Rewards Schemes In Game Psychology

Was reading about a study that measured results of performance based on intrinsic and extrinsic reward schemes HERE.

The short of it is this...

People were relatively happy to solve puzzles for free because of intrinsic motivators.

Adding an external motivator (cash payments) increased how many puzzles they solved. Yay!

Subsequently taking that extrinsic motivator away tanked their motivation and reduced their performance to less than it was originally. Boo!

Offering an external reward and then taking it away is sometimes worse than never offering it in the fist place. It’s something psychologists call “the overjustification effect” and it has been found in various other studies as well.

Whether an external reward will trigger the overjustification effect depends on a few things. The person must be intrinsically motivated to start with, then she must start receiving an external reward that gradually takes center stage in her mind. It also helps if the external reward comes at first as a surprise.

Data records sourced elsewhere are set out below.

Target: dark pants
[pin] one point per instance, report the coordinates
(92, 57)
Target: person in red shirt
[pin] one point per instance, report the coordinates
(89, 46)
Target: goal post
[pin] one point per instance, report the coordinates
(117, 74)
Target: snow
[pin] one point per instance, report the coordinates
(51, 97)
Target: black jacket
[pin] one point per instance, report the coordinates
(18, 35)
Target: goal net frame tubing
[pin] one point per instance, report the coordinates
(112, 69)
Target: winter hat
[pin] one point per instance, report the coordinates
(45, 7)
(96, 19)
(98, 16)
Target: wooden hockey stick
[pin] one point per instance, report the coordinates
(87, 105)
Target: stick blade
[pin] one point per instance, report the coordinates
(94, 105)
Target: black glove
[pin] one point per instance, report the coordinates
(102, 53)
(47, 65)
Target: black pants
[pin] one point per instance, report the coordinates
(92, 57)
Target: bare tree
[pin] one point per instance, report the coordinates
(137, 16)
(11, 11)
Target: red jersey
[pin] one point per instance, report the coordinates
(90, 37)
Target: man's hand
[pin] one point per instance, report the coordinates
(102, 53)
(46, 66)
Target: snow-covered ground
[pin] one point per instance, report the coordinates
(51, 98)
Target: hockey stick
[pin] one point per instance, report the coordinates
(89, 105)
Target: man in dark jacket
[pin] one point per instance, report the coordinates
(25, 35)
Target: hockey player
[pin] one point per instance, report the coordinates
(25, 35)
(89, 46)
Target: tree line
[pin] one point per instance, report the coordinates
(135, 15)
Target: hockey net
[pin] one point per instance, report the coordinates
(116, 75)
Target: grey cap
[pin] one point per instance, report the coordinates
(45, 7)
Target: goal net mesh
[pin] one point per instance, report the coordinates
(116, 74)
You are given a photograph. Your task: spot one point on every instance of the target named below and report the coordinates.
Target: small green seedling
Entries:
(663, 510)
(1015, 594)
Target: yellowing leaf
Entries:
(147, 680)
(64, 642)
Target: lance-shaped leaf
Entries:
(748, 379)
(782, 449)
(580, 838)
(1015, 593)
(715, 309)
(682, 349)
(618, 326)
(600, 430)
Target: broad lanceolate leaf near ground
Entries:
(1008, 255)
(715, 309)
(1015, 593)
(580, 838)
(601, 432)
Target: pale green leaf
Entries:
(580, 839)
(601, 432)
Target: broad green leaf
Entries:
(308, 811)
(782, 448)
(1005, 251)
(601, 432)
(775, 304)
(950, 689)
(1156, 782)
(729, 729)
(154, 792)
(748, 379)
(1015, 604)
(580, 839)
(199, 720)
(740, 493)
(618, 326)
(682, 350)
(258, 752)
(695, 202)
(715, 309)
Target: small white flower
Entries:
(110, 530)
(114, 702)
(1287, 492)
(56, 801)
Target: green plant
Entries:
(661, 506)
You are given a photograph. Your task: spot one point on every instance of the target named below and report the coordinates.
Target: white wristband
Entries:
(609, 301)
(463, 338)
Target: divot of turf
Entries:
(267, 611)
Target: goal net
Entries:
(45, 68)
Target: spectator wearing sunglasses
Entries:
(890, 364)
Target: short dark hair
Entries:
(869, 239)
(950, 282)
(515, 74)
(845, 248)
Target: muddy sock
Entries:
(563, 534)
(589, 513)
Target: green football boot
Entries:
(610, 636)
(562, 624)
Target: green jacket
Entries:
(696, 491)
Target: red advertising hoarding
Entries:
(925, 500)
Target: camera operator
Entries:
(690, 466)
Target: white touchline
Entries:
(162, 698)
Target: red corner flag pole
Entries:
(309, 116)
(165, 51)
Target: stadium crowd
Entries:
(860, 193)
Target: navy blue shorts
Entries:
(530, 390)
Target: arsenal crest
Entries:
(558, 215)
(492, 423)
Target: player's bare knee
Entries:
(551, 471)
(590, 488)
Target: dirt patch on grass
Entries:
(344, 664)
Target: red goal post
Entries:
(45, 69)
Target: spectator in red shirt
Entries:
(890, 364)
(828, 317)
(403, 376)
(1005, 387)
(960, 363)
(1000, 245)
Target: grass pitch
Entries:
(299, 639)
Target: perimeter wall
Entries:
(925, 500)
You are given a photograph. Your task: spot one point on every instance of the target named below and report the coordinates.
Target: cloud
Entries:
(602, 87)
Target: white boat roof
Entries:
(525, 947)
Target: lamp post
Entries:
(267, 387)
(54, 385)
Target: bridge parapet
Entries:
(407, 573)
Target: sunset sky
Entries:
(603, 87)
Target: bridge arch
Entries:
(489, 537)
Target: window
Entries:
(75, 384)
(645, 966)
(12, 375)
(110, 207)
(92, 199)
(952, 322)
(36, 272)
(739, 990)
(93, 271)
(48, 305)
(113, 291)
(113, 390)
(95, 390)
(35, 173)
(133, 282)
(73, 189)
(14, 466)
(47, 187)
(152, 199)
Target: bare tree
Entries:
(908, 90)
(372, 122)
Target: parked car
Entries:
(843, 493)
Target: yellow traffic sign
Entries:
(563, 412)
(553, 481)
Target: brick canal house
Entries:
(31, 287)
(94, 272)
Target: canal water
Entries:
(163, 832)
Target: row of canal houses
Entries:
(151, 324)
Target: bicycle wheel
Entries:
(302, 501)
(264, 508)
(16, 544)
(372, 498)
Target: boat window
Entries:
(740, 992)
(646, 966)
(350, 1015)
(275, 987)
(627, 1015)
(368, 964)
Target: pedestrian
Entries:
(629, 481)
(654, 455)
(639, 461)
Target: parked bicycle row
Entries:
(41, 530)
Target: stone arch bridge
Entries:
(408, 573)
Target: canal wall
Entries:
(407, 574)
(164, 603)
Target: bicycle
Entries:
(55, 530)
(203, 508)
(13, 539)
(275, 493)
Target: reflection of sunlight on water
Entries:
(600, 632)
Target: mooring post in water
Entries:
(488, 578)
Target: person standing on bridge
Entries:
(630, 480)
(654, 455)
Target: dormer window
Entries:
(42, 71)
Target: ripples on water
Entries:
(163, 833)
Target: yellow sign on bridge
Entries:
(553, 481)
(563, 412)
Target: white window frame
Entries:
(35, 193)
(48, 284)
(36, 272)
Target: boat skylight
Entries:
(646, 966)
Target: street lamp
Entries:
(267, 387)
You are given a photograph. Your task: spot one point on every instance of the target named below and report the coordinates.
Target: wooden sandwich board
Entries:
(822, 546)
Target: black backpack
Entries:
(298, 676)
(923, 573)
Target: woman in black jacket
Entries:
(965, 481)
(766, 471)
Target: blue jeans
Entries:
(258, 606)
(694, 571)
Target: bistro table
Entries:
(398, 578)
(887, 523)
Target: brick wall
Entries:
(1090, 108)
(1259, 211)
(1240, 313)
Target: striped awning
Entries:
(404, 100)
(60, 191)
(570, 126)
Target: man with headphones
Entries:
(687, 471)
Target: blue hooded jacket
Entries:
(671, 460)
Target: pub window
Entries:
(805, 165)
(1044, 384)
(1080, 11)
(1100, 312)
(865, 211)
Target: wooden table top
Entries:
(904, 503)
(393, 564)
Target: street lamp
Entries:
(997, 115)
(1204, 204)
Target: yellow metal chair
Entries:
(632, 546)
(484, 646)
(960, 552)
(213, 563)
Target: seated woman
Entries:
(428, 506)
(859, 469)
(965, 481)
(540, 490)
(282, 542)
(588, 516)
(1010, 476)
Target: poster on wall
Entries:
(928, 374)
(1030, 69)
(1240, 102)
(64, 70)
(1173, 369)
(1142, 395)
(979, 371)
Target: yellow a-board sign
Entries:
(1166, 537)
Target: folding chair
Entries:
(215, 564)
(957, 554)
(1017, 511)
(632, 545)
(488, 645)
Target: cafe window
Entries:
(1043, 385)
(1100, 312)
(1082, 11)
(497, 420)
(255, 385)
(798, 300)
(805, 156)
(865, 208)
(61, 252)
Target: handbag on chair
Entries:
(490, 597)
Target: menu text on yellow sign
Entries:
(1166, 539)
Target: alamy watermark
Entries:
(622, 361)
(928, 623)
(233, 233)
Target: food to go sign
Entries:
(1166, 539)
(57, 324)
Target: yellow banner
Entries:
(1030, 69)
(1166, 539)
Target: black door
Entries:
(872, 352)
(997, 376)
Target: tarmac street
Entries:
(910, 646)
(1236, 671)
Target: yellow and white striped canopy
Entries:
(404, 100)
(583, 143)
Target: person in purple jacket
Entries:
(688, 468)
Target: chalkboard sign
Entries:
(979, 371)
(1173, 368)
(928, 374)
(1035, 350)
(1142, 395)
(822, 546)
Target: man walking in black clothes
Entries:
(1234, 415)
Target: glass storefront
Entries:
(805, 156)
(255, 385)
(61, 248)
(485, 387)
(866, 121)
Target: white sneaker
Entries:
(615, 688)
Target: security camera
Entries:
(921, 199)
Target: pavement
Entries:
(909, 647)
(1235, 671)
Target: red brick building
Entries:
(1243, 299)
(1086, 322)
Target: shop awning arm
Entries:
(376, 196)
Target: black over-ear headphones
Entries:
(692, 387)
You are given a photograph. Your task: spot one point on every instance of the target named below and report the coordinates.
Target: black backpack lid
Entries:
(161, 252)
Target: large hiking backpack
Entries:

Another factor that’s important is whether the external motivator is seen as controlling and even manipulative rather than simply informational. It matters if a game tells you “Hey you aren’t playing right if you don’t aim for this achievement.” That’s controlling and hurts intrinsic motivation. But if it tells you “Hey, you’ve been doing your thing and that earned you this achievement” that’s informational and should increase intrinsic motivation.